Returning through memory to the hospitals, in section 4 the veteran achieves an understanding that such comradeship, providing comfort to one's fellow human beings in need, is the deepest experience that life can offer. "The hurt and wounded I pacify with soothing hand, / I sit by the restless all the dark night, some are so young, / Some suffer so much, I recall the experience sweet and sad." The poem concludes with a remarkable parenthesis, one which lends emphasis to those who read the central portion of "Drum-Taps" as testimony to Whitman's discovery in his own life of that love and comradeship—and physical contact with his fellow men—which his poetry always celebrates: "(Many a soldier's loving arms about this neck have cross'd and rested, / Many a soldier's kiss dwells on these bearded lips.)." The best commentary on these two lines is Whitman's own description, in Specimen Days, of his experiences in military hospitals: "Those three years I consider the greatest privilege and satisfaction . . . the most profound lesson of my life. . . . It arous'd and brought out and decided undream'd-of depths of emotion" (Whitman 776).

Little critical attention has been paid to the poems which follow the climactic "The Wound-Dresser," in large part because they eschew the deep conflicts addressed in early poems of "Drum-Taps" and the direct encounter with the war and its victims that the central poems in the sequence take for their subject. "Look Down Fair Moon" recalls the visual glimpses of earlier poems in the sequence, but without their photographic completeness. "The Artilleryman's Vision" is interesting for two opposing reasons. Its recollection of wartime experience as purely experiential, rather than ethical, prefigures modern concerns with the problematic relation between esthetics and warfare, and its nocturnal setting, in which a sleepless narrator is forced to recollect his war-time experience, reveals a recognition of what today is called post-traumatic stress syndrome.

Bibliography

Cady, Joseph. " Drum-Taps and Male Homosexual Literature." Walt Whitman: Here and Now. Ed. Joann P. Krieg. Westport, Conn.: Greenwood, 1985.
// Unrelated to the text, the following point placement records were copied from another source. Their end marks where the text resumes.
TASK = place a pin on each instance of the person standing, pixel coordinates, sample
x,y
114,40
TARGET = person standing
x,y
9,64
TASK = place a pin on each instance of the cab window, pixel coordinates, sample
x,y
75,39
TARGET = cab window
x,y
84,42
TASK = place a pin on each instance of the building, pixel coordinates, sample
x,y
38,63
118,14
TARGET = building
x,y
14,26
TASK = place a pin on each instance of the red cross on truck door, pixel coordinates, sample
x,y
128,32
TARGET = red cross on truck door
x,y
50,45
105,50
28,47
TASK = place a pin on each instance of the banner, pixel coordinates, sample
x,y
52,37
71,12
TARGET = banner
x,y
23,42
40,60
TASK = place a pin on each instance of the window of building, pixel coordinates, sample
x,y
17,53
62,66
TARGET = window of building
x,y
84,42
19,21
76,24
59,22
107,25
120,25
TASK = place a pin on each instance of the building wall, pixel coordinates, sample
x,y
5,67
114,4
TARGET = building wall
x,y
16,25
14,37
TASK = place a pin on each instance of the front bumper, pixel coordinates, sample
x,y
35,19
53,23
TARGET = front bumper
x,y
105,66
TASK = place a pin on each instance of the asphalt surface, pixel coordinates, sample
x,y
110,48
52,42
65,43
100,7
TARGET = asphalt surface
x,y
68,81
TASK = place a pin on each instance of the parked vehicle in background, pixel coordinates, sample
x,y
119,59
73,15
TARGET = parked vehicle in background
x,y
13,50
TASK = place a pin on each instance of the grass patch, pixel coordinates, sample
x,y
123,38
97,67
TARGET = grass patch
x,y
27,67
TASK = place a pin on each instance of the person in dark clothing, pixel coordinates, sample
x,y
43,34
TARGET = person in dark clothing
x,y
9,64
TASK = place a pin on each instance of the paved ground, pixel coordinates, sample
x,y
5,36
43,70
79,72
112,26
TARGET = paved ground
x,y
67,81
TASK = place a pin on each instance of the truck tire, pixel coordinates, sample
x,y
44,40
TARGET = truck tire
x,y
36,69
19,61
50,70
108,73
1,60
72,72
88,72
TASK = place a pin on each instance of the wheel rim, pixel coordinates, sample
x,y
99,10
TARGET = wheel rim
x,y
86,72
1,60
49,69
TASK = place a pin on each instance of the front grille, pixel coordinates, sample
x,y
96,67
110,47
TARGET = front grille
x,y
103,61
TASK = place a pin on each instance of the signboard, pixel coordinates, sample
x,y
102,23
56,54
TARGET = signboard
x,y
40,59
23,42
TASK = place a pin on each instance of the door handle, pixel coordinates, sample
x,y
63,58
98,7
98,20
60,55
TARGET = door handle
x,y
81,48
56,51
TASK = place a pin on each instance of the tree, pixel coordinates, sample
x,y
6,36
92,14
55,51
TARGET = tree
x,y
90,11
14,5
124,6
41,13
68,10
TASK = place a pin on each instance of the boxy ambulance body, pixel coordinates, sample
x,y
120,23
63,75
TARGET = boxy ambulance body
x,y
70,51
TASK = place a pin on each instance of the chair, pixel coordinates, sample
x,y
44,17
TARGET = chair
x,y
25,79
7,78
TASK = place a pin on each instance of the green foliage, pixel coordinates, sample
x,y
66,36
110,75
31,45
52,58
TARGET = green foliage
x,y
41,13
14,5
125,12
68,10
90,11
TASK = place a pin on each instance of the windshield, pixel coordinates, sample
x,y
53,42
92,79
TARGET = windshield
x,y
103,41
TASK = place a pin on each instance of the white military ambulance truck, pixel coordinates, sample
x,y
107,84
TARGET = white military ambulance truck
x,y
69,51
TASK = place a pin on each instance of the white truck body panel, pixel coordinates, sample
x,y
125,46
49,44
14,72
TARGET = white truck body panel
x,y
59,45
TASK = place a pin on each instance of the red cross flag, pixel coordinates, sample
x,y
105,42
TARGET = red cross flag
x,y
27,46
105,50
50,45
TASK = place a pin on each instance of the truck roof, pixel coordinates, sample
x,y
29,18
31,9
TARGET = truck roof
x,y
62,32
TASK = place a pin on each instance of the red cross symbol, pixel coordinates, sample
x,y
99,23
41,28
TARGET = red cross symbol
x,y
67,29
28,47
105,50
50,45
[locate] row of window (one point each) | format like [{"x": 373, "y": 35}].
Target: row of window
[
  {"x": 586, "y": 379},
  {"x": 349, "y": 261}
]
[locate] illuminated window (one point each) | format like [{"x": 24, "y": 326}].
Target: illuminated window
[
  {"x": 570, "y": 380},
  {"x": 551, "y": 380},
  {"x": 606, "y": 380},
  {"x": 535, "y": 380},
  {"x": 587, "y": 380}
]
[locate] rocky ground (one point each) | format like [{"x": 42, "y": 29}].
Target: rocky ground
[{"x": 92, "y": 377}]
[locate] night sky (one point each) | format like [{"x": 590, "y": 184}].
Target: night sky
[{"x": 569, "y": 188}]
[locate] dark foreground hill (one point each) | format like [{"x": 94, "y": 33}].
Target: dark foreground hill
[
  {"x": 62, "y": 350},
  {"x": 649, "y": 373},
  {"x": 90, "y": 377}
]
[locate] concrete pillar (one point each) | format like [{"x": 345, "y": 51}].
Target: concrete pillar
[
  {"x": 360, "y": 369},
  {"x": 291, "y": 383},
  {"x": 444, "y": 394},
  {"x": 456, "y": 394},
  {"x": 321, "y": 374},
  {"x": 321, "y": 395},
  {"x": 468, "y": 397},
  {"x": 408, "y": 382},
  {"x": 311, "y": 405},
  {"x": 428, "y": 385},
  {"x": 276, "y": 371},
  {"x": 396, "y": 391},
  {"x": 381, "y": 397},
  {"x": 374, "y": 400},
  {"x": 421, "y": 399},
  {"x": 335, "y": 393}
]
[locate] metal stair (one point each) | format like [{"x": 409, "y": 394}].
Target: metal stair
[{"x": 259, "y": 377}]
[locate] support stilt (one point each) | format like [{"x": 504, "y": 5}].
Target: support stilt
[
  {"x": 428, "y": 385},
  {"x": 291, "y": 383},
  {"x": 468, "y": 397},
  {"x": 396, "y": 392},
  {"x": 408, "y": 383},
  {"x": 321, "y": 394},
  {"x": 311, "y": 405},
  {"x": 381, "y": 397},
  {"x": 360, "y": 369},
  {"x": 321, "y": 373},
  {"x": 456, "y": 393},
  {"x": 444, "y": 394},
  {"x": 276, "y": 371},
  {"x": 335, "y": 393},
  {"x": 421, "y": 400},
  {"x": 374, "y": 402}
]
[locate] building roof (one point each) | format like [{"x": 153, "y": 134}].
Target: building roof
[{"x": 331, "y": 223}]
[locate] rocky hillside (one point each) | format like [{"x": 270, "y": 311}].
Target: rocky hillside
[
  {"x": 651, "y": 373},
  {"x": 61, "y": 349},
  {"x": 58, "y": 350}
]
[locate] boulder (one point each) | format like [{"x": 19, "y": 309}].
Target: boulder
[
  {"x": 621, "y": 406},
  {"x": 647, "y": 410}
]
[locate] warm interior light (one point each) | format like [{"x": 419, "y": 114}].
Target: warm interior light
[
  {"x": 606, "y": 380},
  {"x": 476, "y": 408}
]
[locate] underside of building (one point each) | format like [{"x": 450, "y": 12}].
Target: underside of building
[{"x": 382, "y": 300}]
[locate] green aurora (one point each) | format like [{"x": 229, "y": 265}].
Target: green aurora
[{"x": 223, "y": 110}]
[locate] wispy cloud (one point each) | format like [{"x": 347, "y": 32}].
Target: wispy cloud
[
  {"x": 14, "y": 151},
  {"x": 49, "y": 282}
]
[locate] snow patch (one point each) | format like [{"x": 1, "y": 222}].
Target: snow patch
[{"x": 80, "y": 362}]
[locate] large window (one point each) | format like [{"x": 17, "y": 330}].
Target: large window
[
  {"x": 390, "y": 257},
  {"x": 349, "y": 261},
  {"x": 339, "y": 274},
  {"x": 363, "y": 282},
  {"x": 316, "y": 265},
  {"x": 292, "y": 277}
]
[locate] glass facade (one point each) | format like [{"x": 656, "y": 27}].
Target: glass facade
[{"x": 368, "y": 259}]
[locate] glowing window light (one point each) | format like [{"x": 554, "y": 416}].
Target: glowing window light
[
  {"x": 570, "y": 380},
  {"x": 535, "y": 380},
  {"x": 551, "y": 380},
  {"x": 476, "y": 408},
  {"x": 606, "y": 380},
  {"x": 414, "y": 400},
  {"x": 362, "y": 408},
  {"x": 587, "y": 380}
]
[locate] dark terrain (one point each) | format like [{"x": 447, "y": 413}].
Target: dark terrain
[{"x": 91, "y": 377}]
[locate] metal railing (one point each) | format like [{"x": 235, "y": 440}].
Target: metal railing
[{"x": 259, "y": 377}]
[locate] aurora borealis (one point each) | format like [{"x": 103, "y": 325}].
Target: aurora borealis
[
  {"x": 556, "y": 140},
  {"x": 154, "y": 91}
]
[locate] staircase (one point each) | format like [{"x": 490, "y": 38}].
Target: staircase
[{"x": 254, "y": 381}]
Erkkila, Betsy. Whitman the Political Poet. New York: Oxford UP, 1989.

Glicksberg, Charles I., ed. Walt Whitman and the Civil War. Philadelphia: U of Pennsylvania P, 1933.

Thomas, M. Wynn. The Lunar Light of Whitman's Poetry. Cambridge, Mass.: Harvard UP, 1987.

Whitman, Walt. Complete Poetry and Collected Prose. Ed. Justin Kaplan. New York: Library of America, 1982.

Zweig, Paul. Walt Whitman: The Making of the Poet. New York: Basic Books, 1984.